Las sangrientas gestas de sus guerreros en los distintos campos de batalla, eran capaces de llegar a Roma antes que ellos mismos; les precedían hazañas de descuartizamientos de aprensiones de esclavos, de represiones a pueblos lejanos y ajenos, consistentes en vestir árboles desnudos, con personas colgadas boca abajo a las que dejar morir de sed e inanición en lentas agonías. De poblar caminos con crucificados, violaciones de mujeres casadas y robos de vírgenes para ser mancilladas en ventas al mejor postor, sin mostrar un ápice de respeto por las ajenas vidas en países ajenos.
Los pobladores civiles de Roma llenaban sus oídos de barbaries que corrían de boca en boca atribuidas a centuriones, o decuriones, a signifiers que permanecían impasibles en medio de la batalla dando honor y prestigio a su estandarte, portándolo y llevándolo a salvo a la primera línea de la contienda, o a alguno de los gregarius que sobresalían de entre los miles de gregarius que acudían al campo de batalla. Los civiles gozaban de estas gestas imaginándose protagonistas, recreando en sus mentes las hazañas contadas de boca en boca como propias. Pero eso, poco a poco se iba haciendo insuficiente; la plebe romana necesitaba ver. Necesitaba sentir el placer de la sangre, poder oler el dolor de la lucha, gozar de batallas cuerpo a cuerpo… Necesitaban sentir en sus ojos el poder de una evisceración en directo, la amputación durante un combate de brazos, dedos o piernas a cargo de afiladas hachas, puntiagudas espadas, o notar el estremecimiento del pánico de un hombre atrapado en una red y que es sabedor de que en unos segundos arrebatarán el alma de su cuerpo.
Los habitantes de Roma, se habían aficionado a la lucha, sin luchar, sin participar en algo tan excitante, tan digno y tan atractivo como ganar en una batalla.

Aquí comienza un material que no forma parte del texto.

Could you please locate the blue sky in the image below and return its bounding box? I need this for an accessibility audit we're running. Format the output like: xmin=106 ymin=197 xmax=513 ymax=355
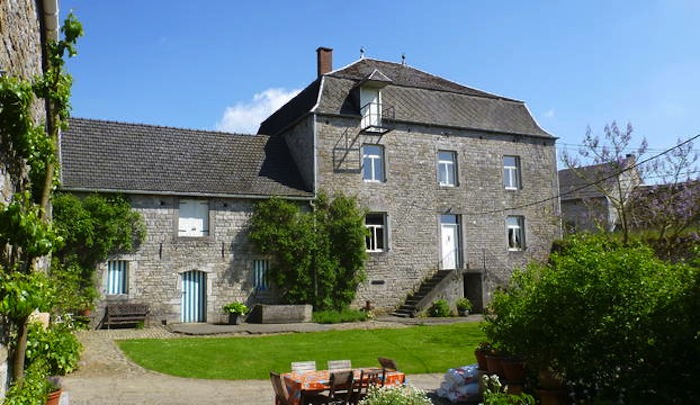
xmin=60 ymin=0 xmax=700 ymax=166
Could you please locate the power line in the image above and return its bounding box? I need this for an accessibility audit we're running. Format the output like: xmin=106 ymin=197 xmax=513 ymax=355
xmin=466 ymin=134 xmax=700 ymax=216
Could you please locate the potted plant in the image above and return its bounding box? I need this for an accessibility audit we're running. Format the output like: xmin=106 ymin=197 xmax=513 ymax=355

Los pequeños se ejercitan en la lucha antes de dejar el pecho de sus madres para ser convertidos en nuevos reemplazos de gregarius una vez terminado su crecimiento, o antes de alcanzar el punto de madurez de la adolescencia, para hacer realidad sus sueños de lucha cuerpo a cuerpo, o el sueño originario de contienda de sus propios padres.
Para dar rienda suelta a la obviedad de hambre de descargas adrenalínicas se fueron construyendo fosos de pelea del que ninguno de los contendientes tenía de él escapatoria alguna. Estos pequeños fosos no calmaban el apetito de sangre de los romanos, carecían de cómodos asientos, de aforo suficiente para que pudiesen disfrutar el espectáculo más de un puñado de hombres…

Los romanos necesitaban disfrutar en plenitud poblacional, necesitaban formar auténticas jaurías de personas enardecidas a favor de la aniquilación y de la muerte. Sí, los romanos necesitaban inmensos recintos que poder bañar de múltiples sangres de múltiples hombres nacidos para morir matando romanos en países lejanos conquistados por Roma.